Working from a translation from John Osborne and clocking in at a trim 78 minutes, David Cunliffe’s adaptation is little more than a filmed play. Part of this makes sense – keeping the action in a dark drawing room and a tight garden mirrors the claustrophobia that suffocates Hedda into vicious scheming – but Cunliffe’s lack of ease with camera placement and scene blocking often makes the film visually monotonous.
Furthermore, the film’s ensemble never truly gives life to the full complexity of the drama. In particular, Philip Bond’s Lovborg and Alan Dobie’s Judge Brack are so enervated that it is impossible to see why Hedda would waste her time with them. Denis Lill, as the dullish, inferior historian who marries Hedda, plays his role as a clueless shmuck – and he is such a silly twit that you actually find yourself rooting for Hedda in her mistreatment of him (not Ibsen’s purpose, I imagine).
But this is clearly Rigg’s vehicle and she drives it peerlessly. With a regal beauty and rigid posture, she is every inch the general’s daughter who looks down on the boring bourgeois environment where she is trapped by an unhappy marriage and unexpectedly restrictive financial boundaries. Her sudden joy in being able to manipulate those she despises is jolting – she takes to these duties with the radiance of a woman reborn, and the casual cruelty of her actions are both fascinating and terrifying.

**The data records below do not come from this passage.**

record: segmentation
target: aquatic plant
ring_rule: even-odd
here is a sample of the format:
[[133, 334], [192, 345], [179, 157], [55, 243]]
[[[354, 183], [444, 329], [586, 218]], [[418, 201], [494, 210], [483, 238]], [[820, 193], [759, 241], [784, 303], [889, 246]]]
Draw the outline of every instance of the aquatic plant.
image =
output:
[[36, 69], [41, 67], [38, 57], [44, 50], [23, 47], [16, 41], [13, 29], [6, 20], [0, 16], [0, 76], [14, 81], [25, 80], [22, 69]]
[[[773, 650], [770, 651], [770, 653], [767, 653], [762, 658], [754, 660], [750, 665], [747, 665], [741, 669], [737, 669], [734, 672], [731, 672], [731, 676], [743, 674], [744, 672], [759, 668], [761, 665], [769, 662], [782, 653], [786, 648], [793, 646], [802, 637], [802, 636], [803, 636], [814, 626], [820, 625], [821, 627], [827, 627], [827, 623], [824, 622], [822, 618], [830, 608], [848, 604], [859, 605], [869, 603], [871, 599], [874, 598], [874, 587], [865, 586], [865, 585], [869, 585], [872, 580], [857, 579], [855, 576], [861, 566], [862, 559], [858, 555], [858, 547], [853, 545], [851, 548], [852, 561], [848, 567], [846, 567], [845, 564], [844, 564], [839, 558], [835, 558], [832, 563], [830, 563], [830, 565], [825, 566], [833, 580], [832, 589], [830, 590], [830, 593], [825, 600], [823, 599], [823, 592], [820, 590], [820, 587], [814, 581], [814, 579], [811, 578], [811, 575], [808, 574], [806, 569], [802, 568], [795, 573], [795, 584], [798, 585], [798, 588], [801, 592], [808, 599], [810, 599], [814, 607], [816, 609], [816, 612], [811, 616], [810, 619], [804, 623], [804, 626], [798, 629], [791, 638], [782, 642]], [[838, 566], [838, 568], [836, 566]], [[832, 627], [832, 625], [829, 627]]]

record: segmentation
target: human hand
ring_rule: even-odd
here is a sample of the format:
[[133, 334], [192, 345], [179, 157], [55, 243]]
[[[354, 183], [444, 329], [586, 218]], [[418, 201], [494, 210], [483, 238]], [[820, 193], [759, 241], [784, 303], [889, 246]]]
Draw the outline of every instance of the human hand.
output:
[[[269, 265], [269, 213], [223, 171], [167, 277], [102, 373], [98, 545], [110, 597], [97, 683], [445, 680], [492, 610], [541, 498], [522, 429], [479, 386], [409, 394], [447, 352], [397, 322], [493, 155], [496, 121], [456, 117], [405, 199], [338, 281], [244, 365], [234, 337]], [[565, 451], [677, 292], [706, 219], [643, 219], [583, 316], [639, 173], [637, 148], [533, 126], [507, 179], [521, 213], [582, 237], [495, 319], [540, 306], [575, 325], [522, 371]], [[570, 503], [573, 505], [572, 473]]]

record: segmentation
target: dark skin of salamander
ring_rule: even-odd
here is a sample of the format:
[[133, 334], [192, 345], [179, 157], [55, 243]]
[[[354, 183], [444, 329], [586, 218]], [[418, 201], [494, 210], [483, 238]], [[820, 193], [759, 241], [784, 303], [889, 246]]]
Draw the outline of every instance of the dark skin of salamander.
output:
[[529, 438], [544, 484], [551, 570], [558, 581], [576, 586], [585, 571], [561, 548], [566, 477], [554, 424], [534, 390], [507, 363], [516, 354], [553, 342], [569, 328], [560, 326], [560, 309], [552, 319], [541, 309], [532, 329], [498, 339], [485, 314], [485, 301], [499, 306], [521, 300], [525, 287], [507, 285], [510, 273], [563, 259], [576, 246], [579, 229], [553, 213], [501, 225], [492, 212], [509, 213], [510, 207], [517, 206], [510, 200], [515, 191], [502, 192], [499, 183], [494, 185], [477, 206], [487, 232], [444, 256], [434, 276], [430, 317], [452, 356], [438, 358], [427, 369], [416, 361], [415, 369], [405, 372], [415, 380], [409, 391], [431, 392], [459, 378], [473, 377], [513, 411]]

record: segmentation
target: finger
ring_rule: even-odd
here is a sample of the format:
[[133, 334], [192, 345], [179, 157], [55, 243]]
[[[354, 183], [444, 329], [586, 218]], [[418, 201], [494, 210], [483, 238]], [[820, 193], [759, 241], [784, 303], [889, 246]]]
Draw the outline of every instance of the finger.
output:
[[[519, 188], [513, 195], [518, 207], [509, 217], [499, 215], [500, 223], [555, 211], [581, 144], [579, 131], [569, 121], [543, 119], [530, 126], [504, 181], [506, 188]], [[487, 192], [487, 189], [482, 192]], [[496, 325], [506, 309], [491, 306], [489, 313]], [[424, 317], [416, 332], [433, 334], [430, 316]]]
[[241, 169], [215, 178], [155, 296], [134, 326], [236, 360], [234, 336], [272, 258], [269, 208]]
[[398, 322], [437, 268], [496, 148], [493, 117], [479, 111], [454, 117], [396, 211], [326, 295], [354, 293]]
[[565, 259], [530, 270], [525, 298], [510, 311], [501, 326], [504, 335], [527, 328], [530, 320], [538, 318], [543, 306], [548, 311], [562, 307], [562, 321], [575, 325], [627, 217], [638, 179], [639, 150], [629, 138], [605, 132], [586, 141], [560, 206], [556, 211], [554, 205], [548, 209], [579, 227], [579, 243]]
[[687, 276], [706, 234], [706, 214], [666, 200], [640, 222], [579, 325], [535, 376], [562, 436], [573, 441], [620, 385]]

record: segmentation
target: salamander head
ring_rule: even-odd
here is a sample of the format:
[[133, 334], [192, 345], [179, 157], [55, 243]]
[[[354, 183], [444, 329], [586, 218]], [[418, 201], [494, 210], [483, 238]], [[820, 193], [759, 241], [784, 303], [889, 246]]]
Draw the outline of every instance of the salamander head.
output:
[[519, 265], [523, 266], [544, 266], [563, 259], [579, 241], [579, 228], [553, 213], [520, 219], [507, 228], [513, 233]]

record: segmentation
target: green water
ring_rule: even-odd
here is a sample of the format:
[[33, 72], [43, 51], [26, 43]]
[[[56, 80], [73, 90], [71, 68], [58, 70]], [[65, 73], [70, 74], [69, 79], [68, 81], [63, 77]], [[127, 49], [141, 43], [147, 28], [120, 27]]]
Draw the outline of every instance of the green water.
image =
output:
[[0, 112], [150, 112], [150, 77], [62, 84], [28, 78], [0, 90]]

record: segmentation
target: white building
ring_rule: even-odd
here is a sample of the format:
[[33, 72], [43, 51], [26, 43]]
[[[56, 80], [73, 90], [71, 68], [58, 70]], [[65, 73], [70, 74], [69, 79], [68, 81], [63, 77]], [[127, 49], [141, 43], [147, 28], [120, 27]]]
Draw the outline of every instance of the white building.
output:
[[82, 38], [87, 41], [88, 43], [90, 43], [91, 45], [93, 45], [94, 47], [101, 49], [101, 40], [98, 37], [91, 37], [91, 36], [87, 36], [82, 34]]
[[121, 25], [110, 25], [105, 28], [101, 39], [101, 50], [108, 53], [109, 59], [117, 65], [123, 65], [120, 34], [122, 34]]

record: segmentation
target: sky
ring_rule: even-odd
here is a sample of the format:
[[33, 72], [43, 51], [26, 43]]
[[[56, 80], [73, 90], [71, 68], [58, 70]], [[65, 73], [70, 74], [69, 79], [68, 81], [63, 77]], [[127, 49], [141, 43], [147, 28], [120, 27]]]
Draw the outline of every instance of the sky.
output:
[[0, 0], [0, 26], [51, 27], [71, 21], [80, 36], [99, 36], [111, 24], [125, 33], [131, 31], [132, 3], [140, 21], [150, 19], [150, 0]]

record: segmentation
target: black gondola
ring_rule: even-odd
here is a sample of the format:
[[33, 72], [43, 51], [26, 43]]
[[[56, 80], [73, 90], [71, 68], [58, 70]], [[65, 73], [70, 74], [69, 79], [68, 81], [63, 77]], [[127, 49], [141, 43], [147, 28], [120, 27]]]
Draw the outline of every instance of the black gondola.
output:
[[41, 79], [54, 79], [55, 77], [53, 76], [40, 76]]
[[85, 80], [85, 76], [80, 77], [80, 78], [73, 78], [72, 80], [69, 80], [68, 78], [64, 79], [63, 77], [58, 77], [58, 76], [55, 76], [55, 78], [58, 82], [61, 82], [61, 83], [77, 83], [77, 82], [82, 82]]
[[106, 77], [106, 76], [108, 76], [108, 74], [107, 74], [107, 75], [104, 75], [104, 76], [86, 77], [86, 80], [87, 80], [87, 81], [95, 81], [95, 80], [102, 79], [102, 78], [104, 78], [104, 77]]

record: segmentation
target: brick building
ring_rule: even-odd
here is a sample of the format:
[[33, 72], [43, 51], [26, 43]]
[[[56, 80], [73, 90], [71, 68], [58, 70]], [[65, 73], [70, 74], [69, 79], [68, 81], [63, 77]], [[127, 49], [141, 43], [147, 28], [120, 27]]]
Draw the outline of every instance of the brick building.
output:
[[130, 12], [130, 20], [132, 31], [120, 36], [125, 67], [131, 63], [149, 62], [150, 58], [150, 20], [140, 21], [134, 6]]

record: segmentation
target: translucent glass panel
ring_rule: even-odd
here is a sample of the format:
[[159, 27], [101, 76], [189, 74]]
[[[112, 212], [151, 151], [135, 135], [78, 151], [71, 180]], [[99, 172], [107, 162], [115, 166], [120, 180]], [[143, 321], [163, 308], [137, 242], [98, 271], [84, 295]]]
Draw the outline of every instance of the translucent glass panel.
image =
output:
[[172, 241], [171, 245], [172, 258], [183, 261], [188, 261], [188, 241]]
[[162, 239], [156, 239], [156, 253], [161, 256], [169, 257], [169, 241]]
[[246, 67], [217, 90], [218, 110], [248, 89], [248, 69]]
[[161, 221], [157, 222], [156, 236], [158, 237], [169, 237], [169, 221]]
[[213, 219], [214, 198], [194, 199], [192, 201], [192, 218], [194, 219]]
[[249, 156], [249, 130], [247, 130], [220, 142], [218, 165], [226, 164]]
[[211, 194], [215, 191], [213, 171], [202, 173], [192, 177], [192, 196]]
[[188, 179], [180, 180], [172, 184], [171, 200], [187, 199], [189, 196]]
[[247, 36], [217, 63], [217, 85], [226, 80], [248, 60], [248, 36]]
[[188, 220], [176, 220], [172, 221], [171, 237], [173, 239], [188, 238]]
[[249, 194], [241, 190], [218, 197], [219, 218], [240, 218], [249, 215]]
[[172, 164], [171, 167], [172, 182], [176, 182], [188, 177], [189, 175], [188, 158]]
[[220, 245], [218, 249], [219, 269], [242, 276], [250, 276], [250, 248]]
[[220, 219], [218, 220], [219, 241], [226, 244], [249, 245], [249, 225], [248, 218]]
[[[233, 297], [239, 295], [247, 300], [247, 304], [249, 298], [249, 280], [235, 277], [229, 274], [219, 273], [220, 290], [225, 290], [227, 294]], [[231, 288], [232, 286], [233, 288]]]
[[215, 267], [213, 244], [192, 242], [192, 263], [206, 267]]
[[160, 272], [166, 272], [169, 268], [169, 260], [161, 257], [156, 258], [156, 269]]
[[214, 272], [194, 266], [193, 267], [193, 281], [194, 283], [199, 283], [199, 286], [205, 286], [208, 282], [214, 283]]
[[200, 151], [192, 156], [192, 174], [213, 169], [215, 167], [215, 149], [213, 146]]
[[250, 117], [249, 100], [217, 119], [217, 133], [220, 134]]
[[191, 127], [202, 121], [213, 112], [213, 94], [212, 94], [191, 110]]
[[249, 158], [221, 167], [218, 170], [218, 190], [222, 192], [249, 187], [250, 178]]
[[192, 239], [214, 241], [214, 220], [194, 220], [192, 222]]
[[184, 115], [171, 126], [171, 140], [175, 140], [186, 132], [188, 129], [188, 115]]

This DVD release seems to have some problems with the sound quality (I was playing with the volume button while watching it, and a viewer posting a comment on Amazon.com also expressed the same concern). However, even with wobbly sound, a weak supporting cast and a stagy production, this “Hedda Gabler” rises to the occasion through Rigg’s brilliance. By all means, see it just for her.